The US military has been hitting the Taliban harder since peace talks fell through, Esper says
At the direction of President Donald Trump, the U.S. military has ramped up the number of air and ground attacks against the Taliban, Defense Secretary Mark Esper said on Friday
At the direction of President Donald Trump, the U.S. military has ramped up the number of air and ground attacks against the Taliban, Defense Secretary Mark Esper said on Friday.
“We did step up our attacks on the Taliban since the talks broke down,” Esper told reporters while returning from visits to Wright Patterson Air Force Base, Ohio, and Louisville, Kentucky. “The president spoke about this publicly. We did pick up the pace considerably.”
In September, the president placed peace talks on hold amid continued Talban attacks. Now, the Taliban are reaping the whirlwind.
“The president did want us to pick up the response to this,” Esper said. “You had the heinous attacks that the Taliban and others conducted throughout Afghanistan … in Kabul and a couple of other places.”
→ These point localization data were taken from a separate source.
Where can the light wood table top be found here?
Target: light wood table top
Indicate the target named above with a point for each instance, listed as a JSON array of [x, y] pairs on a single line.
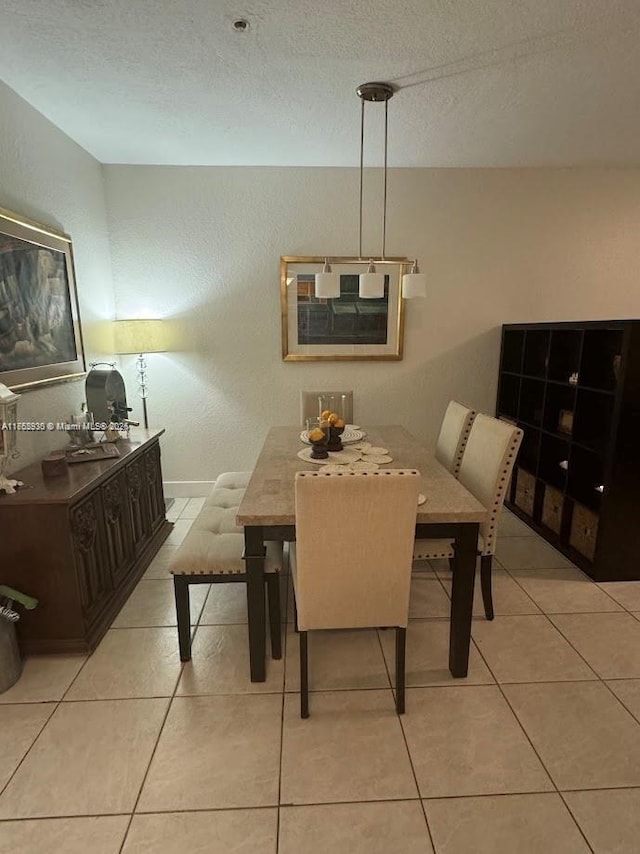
[[269, 497]]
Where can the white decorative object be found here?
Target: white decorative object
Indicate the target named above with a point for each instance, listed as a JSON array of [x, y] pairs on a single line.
[[8, 435]]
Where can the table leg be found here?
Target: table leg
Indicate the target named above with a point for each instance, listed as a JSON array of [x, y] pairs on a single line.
[[464, 574], [254, 552]]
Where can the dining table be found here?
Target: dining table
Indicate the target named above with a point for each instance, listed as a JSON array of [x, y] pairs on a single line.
[[450, 511]]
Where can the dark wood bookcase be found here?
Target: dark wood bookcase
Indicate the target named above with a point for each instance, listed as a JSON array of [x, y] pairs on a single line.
[[574, 388]]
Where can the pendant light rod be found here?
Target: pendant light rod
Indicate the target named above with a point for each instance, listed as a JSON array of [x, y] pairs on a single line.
[[374, 92], [361, 174], [384, 196]]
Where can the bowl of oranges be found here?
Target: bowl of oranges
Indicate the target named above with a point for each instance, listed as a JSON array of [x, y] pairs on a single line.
[[334, 425]]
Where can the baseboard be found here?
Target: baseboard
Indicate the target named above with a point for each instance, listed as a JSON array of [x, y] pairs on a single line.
[[188, 488]]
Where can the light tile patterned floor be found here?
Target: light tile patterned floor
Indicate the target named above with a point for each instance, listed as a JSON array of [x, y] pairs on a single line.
[[538, 750]]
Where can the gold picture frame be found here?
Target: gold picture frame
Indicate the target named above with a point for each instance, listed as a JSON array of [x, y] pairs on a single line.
[[346, 328], [40, 333]]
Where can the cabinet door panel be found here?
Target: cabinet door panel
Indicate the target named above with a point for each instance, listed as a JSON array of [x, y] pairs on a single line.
[[117, 526], [94, 575], [138, 504], [155, 494]]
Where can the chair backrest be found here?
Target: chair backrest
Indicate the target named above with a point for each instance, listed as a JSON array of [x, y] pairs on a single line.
[[354, 547], [453, 436], [337, 401], [486, 469]]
After he suspended peace talks, which were supposed to involve the Taliban coming to Camp David, Trump indicated the Taliban were coming under increasing military pressure.
“The last four days, we have hit our enemy harder than they have ever been hit before, and that will continue,” Trump said during his speech commemorating the Sept. 11, 2001 attacks.
Esper declined to provide any numbers to quantify the increase in strikes and he did not say if U.S. troops in Afghanistan are going outside the wire more often now.
“I don’t want to comment in terms of detail because, frankly, I don’t have that level of detail, but we did pick up the pace of attacks, as the president has spoken about, with regard to both air and ground.”
Oct. 7 marks the 18th anniversary of the start of the war in Afghanistan.